The dollar extends its rally against Canadian dollar and strengthens against Aussie today. However, while the greenback is firm against European majors and yen, the strength is limited. US equities dropped mildly overnight as consolidations continued and that was followed by mild weakness in Asian stocks. Treasury yields closed higher following the solid ADP job report but closed quite a bit below the intraday high. 10 year yield struggled to reclaim 3% handle. Reactions from FOMC minutes were muted as markets are looking forward to the ECB and BoE announcement today and employment data from US tomorrow.
The minutes for December 17-18 FOMC meeting showed that "majority of participants judged that the marginal efficacy of purchases was likely declining as purchases continue." Meanwhile, they're also “concerned about the marginal cost of additional asset purchases arising from risks to financial stability." Thus, the policy makers decided to starting tapering the USD 85b per month asset purchase by USD 10b starting this month. A few officials urged to have a "more deterministic path" for the schedule of reduction in bond buying. But, the minutes provided no information on the path.

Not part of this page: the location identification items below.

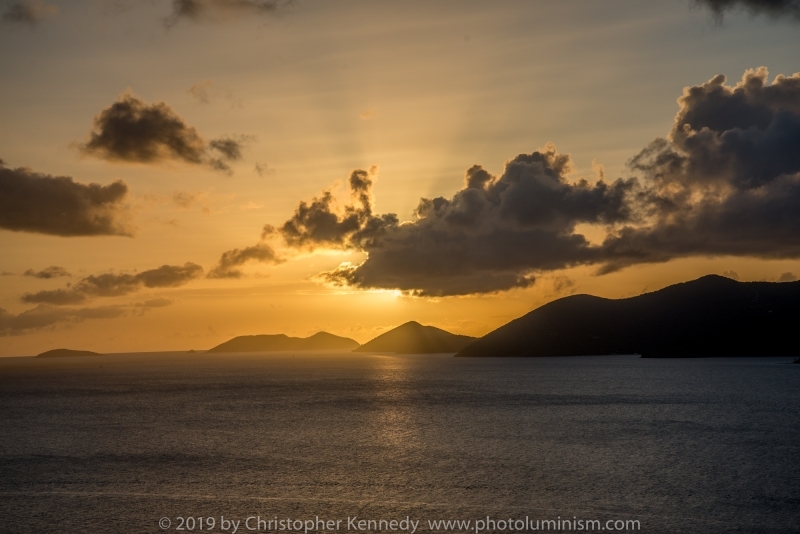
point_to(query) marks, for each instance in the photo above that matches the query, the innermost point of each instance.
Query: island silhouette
(278, 342)
(710, 316)
(64, 353)
(414, 338)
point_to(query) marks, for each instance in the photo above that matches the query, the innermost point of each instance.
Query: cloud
(132, 131)
(319, 224)
(232, 259)
(221, 10)
(155, 303)
(772, 8)
(44, 316)
(490, 236)
(53, 271)
(29, 12)
(185, 199)
(725, 181)
(264, 169)
(57, 205)
(113, 285)
(206, 91)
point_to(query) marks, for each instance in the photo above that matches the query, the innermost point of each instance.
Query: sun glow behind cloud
(322, 89)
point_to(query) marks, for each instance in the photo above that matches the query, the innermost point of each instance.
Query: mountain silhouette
(414, 338)
(267, 343)
(63, 353)
(710, 316)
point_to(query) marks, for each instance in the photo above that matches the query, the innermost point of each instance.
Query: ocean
(275, 442)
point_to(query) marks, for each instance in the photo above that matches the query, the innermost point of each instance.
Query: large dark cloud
(57, 205)
(216, 10)
(319, 224)
(131, 130)
(491, 235)
(44, 316)
(773, 8)
(29, 12)
(113, 285)
(725, 181)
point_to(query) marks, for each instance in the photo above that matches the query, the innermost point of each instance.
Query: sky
(179, 172)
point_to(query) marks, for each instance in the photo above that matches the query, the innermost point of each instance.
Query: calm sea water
(112, 444)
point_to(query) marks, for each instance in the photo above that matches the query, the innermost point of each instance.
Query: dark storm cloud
(490, 236)
(773, 8)
(726, 181)
(216, 10)
(113, 285)
(29, 12)
(54, 271)
(57, 205)
(231, 260)
(320, 224)
(44, 316)
(131, 130)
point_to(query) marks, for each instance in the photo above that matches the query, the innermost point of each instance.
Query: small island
(278, 342)
(414, 338)
(66, 353)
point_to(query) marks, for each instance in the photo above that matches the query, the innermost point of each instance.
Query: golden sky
(202, 121)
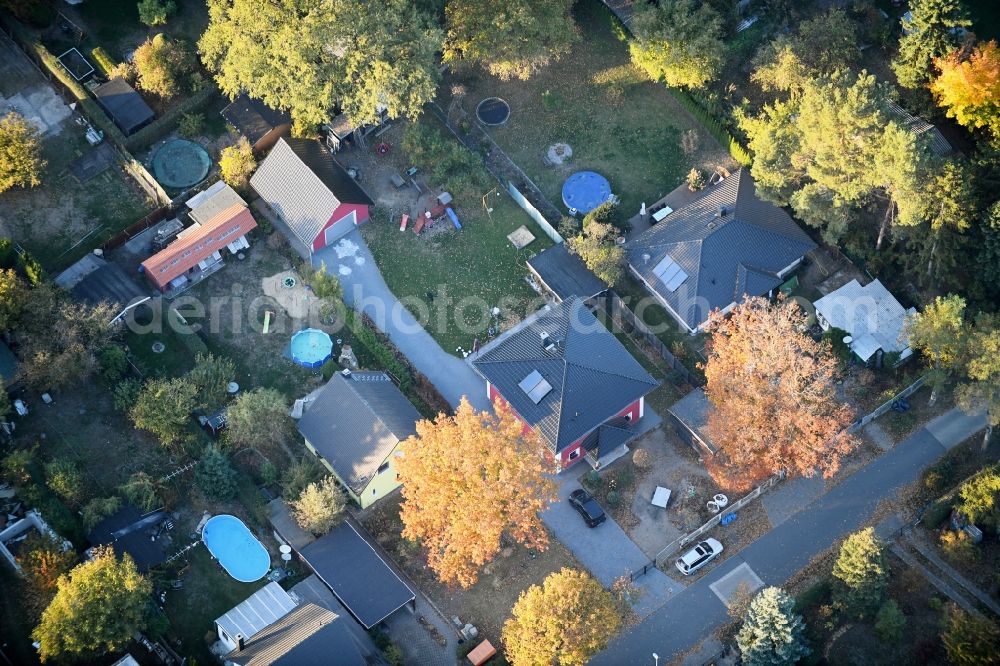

Economic data released from Australia today were better than expectation. Retail sales rose 0.7% mom in November versus consensus of 0.4% mom. Building approvals dropped -1.5% mom in November versus expectation of -3.0% mom. Nonetheless, Aussie was weighed down by speculations that RBA would cut rates again this year from the current record low of 2.50%. Some analysts expected a cut in April, to be followed by another cut in August. And, the AUD/USD could be pushed further lower back to 0.8 level.
In China, CPI moderated more than expected to 2.5% yoy in December versus expectation of 2.7% yoy. PPI was unchanged at -1.4% yoy, versus expectation of rising back to -1.3% yoy. That inflation figure was well below the government's upper limit of 3.5%. And economists noted that subdued inflation would be supportive of a neutral monetary policy stance.
Looking ahead, the BoE and ECB policy announcement would be the major focus today. Both are expected to leave policies unchanged. BoE would likely just release a brief statement and the reactions should be muted. The ECB president Draghi will likely reiterate the forward guidance to keep rates low for an extended period of time. Meanwhile, there is basically no expectation for ECB to launch another round of LTRO.
ON the data front, UK will release trade balance. Eurozone will release confidence indicators and German industrial production. US will release jobless claims. Canada will release housing data.